CGID President Rickford Burke said, via a Facebook post, that in the ruling concerning the appointment of the Guyana Elections Commission (GECOM) Chairman, Justice (Retired) James Patterson, the CCJ “ascribed a meaning to the Guyana constitution that is unsupported by its provisions, intentions of its framers, and irreparably interferes with the powers and responsibilities of the presidency.”

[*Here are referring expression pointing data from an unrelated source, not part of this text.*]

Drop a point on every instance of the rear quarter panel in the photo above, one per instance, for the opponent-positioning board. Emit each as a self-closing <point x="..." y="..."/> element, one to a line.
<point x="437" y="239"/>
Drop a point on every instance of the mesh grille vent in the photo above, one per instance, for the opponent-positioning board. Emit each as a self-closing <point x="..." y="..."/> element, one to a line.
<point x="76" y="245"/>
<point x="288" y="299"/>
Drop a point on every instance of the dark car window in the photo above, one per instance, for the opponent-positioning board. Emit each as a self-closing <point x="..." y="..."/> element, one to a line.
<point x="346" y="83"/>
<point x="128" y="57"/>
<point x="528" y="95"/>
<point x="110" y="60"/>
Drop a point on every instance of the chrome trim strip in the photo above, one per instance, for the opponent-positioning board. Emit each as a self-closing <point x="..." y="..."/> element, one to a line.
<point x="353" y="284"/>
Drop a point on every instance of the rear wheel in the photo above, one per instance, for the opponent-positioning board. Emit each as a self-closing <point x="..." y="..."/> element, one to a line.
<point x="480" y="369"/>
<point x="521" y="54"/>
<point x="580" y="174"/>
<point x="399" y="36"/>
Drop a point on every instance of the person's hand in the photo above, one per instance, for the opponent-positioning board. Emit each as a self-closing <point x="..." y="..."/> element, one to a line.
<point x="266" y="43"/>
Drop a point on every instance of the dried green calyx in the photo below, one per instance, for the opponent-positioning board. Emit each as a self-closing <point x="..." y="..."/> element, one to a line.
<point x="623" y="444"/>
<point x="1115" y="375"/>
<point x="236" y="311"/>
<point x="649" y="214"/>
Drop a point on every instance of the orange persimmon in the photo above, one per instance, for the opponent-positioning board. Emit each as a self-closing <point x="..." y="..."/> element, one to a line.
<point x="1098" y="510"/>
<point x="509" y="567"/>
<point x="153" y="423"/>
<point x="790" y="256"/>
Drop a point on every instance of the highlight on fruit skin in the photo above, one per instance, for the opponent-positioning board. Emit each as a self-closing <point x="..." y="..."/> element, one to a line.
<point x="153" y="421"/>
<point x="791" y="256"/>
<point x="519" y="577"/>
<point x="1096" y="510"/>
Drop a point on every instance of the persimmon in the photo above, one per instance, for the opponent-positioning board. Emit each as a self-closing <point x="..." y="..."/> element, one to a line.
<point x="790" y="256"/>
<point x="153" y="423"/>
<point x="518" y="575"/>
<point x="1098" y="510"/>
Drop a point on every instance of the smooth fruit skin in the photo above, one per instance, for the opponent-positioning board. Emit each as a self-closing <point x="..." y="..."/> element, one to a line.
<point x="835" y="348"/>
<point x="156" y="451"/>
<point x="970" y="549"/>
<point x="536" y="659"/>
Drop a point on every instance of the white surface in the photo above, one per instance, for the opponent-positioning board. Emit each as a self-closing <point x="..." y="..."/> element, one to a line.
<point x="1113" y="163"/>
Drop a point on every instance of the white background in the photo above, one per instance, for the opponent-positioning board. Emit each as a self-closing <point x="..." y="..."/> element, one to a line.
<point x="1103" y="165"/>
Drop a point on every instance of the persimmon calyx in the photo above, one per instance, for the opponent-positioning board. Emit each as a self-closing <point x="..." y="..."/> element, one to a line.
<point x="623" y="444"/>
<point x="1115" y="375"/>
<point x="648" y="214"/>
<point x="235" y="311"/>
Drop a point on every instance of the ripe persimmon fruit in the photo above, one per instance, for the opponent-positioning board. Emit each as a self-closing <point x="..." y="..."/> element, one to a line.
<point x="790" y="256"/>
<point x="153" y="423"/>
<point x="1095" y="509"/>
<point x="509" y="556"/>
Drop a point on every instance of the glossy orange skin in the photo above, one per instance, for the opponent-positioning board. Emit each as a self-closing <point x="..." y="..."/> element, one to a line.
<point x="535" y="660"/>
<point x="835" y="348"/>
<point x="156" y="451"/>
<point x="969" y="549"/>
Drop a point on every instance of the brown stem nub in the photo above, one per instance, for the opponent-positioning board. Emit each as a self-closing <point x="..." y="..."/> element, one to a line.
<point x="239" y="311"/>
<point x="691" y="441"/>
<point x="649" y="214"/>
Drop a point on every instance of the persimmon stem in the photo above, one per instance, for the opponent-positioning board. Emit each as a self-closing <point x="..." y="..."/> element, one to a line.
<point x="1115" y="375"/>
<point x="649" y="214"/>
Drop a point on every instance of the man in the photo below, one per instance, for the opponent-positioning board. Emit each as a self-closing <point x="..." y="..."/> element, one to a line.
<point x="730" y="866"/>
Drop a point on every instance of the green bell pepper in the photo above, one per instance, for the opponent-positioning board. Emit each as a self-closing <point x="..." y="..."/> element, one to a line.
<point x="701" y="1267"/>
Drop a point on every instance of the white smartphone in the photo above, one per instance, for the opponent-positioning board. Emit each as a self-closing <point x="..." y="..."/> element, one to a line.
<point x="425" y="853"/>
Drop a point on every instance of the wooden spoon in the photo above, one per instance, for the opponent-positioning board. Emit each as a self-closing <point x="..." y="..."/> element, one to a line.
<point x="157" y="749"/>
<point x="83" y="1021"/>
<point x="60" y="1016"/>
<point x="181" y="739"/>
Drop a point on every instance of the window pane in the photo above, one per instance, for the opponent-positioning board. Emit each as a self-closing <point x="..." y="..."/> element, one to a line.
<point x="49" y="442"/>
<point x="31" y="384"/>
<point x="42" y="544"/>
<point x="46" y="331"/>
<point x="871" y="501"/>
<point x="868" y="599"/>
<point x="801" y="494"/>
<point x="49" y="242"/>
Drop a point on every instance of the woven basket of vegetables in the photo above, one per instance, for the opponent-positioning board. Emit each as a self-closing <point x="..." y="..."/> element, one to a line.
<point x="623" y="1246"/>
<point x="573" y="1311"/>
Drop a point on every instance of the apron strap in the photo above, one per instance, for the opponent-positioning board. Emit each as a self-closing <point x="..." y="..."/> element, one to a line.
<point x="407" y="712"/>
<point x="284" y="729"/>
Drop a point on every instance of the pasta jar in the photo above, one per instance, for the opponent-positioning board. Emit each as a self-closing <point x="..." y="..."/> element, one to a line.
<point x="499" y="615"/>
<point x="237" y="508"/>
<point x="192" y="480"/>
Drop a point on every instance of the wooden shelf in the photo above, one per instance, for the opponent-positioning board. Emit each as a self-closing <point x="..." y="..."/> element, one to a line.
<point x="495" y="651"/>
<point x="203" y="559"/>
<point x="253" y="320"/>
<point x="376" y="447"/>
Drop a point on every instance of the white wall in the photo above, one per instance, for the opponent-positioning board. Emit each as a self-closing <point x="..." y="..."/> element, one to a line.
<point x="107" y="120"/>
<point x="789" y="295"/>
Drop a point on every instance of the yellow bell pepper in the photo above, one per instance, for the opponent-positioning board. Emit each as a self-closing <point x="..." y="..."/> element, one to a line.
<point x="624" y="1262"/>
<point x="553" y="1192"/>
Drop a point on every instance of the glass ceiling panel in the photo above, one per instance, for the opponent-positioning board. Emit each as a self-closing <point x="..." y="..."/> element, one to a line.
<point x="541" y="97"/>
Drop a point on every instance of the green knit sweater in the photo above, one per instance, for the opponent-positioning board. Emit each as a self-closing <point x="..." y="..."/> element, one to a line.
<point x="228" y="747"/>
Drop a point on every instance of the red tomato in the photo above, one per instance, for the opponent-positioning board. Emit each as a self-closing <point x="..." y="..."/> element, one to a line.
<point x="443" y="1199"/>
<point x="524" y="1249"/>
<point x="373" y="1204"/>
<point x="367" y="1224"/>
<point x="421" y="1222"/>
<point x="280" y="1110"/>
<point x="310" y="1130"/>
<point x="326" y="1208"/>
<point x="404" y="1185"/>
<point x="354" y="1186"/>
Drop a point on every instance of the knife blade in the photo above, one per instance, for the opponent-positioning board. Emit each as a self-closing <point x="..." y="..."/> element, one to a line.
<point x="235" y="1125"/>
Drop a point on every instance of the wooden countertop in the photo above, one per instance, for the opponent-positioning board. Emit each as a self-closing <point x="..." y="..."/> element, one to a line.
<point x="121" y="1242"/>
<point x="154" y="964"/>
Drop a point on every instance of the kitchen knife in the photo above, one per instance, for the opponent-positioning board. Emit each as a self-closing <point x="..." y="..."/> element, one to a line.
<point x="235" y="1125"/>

Regarding the ruling that the No-Confidence Motion was validly passed, Burke, who is a lawyer, said, “As a political matter, I’m not sure Guyanese want judges from Caribbean islands determining which political group should govern our country and when elections should be held. That must be determined by the will of the people, [expressed] through their franchise. We as a Republic may want to assess our role in the CCJ and the court’s benefits to our nation in the appellate jurisdiction.”

Prior to the ruling today, CGID never indicated any caution on the judicial jurisdiction of the CCJ as Guyana’s highest court. Guyana acceded to the CCJ’s appellate jurisdiction since 2005.